Hi,
I am planning to re-analyze the scRNA-seq data on SRA (SRR9713131, https://www.ncbi.nlm.nih.gov/sra/?term=SRR9713131). According to the description of this data it is pair-end data and the first end contain sequence of UMI. However, I found the sequence of this data is single end that in “Reads” sheet of “Run Browser” page. I downloaded it (sra-format file) and converted it into fastq-format using SRAtoolkit and confirmed it indeed is single-end.
My questions are below:
Is it really a single-end data instead of pair-end data? Did I make some mistake?
How and why does this data pass the quality check if it is single-end, since single-end of scRNA-seq is no use?
Hi, ale_abd,
Thank you for your replying.
Actually, I tried to convert it from SRA-format to fastq-format using fastq-dump with --split-files. However, it came out to be single-end. Next, if you click the “Reads” tab on page https://trace.ncbi.nlm.nih.gov/Traces/sra/?run=SRR9713131. You will find the first 10 reads in this data. Then you can compared it with other data in the same dataset like https://trace.ncbi.nlm.nih.gov/Traces/sra/?run=SRR9713123#. You will find the difference.
However, I found that it seem to be permited to download raw fastq file in the "data acess" tab as you mentioned. I am trying to download it. I feel the difference may be there are three files in this data not two as the other data in the same dataset.

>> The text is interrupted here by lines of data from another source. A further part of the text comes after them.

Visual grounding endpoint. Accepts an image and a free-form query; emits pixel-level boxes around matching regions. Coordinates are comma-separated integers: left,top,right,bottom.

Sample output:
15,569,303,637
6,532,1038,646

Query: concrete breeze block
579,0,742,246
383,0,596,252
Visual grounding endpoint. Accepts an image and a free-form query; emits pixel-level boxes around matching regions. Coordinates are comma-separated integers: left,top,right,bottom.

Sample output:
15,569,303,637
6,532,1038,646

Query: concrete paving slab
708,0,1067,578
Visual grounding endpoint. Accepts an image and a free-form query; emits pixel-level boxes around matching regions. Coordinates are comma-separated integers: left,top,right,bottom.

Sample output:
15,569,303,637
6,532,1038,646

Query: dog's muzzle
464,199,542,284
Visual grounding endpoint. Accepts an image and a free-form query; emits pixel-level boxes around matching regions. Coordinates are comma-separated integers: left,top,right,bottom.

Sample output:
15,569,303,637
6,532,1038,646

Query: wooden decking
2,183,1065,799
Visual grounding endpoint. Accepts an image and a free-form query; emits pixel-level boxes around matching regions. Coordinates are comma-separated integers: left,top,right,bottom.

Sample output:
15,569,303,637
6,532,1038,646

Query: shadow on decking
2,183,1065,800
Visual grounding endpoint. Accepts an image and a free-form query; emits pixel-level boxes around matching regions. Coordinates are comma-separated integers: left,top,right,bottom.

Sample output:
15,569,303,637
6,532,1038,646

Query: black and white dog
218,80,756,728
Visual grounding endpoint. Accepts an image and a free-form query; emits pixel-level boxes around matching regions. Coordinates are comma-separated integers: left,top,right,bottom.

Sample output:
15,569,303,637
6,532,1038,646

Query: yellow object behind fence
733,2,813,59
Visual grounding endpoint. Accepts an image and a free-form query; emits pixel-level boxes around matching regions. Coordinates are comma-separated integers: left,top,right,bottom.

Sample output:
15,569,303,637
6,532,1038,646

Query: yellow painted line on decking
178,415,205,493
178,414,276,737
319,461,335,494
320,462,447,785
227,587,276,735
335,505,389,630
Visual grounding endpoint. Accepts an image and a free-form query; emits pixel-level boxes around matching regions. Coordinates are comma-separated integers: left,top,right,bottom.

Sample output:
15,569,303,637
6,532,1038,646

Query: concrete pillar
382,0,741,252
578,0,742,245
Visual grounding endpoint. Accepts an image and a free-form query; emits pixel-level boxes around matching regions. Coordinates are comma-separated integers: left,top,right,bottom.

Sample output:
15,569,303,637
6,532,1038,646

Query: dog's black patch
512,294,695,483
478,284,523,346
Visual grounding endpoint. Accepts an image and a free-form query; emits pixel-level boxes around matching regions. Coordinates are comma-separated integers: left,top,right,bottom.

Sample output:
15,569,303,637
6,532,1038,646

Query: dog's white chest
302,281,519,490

Do you agree with me after trying them?
Thanks
Hi,
I agree with you, In the sample that you have mentioned, there are three files. Although you can find other runs from the same project with only two files, sometimes this third file is or unpaired data or it can also be the index (some old related posts: here and here). If you see the third file, all the sequences are 8 bases length and they match with the index, so you can just discard that file...
Cheers.
This is data from 10x so you would need to download all three fastq files from data access tab (Index reads are present in a separate file when 10x cellranger software does demux). Use the original format data links rather than SRA ones.
Do you mean that I need all of three files to run "cellranger count"?

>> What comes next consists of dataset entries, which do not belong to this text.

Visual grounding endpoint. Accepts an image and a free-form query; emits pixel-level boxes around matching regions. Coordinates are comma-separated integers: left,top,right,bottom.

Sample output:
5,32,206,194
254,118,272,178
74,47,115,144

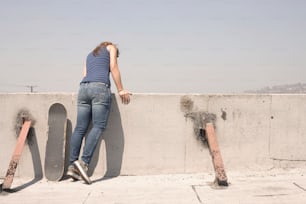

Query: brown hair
93,41,119,57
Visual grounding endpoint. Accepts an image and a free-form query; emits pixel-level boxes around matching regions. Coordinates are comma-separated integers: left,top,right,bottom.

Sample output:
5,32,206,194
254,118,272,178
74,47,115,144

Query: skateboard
1,120,32,190
44,103,67,181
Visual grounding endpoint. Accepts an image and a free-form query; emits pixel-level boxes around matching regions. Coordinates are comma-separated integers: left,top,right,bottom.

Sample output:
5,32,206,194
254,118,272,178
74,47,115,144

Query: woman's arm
107,44,131,104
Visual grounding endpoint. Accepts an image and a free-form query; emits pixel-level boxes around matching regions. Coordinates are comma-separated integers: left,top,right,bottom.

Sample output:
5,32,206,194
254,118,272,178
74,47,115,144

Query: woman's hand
118,90,131,104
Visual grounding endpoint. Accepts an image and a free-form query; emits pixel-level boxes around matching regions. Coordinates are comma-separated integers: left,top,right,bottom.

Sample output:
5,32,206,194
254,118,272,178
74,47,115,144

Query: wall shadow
89,95,125,182
63,119,73,178
1,127,43,193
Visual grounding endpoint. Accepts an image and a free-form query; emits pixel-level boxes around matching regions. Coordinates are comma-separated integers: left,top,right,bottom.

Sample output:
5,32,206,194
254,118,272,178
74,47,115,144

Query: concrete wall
1,93,306,179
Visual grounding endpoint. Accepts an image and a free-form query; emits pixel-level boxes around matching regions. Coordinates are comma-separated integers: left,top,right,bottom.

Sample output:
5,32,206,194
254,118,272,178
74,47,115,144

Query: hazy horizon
1,0,305,93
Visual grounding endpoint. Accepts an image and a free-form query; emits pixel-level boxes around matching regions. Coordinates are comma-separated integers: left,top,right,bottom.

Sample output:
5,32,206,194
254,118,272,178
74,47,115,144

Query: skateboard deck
44,103,67,181
2,120,32,190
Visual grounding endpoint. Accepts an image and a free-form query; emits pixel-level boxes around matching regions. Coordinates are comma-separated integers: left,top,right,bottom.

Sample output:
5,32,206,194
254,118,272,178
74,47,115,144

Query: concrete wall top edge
2,93,306,96
0,92,77,95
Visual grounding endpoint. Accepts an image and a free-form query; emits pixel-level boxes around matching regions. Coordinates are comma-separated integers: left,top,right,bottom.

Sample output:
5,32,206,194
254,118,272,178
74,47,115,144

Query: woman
67,42,131,184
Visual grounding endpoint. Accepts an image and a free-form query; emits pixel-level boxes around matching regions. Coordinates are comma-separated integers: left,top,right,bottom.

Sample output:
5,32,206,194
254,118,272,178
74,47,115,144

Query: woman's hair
93,41,120,57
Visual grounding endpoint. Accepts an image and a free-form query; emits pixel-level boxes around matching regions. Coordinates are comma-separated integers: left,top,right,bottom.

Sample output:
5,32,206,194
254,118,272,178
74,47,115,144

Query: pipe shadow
1,127,43,193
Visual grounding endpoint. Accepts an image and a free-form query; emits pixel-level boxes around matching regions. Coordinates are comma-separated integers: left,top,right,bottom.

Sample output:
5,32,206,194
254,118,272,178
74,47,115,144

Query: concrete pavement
1,168,306,204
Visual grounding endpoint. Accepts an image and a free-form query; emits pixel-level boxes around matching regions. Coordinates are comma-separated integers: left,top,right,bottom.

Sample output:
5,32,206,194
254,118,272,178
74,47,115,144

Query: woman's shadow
65,95,125,182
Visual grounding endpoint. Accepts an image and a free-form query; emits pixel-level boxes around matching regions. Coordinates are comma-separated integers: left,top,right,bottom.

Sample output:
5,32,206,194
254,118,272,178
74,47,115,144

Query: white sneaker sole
73,161,92,184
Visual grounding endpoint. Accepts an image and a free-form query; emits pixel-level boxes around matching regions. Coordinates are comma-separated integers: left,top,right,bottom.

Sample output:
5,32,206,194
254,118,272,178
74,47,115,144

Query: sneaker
73,160,92,184
67,165,81,181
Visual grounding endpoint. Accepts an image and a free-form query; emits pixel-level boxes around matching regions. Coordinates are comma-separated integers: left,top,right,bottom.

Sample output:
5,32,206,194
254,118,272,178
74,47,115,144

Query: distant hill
245,83,306,94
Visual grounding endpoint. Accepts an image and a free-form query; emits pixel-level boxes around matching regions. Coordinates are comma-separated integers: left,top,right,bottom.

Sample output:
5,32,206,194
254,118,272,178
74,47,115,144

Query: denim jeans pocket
90,83,111,106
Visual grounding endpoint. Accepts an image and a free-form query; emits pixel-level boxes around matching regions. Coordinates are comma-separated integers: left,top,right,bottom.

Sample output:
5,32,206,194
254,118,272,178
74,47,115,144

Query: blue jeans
69,82,112,165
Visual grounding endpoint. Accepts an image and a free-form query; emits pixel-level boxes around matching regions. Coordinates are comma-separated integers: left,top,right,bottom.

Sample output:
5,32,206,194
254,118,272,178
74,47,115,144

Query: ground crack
293,182,306,192
82,191,91,204
191,185,203,204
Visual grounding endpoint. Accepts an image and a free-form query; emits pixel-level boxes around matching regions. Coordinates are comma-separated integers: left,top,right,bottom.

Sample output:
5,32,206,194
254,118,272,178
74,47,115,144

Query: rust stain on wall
180,96,216,145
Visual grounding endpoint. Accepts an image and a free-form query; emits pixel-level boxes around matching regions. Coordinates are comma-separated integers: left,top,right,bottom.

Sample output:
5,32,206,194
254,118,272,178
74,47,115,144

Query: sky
0,0,305,93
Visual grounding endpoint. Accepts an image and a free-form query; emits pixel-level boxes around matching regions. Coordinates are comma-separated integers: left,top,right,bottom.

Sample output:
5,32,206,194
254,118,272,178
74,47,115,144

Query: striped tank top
81,47,110,85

The other data in the same dataset, such as "https://trace.ncbi.nlm.nih.gov/Traces/sra/?run=SRR9713123#", contains only two files and the running of cellranger count is just fine using these two files.
Why I use all the three files for this data?
The third file contain only index, it is already added onto the header of each reads in the other two files. I think it is uneless. Is it right?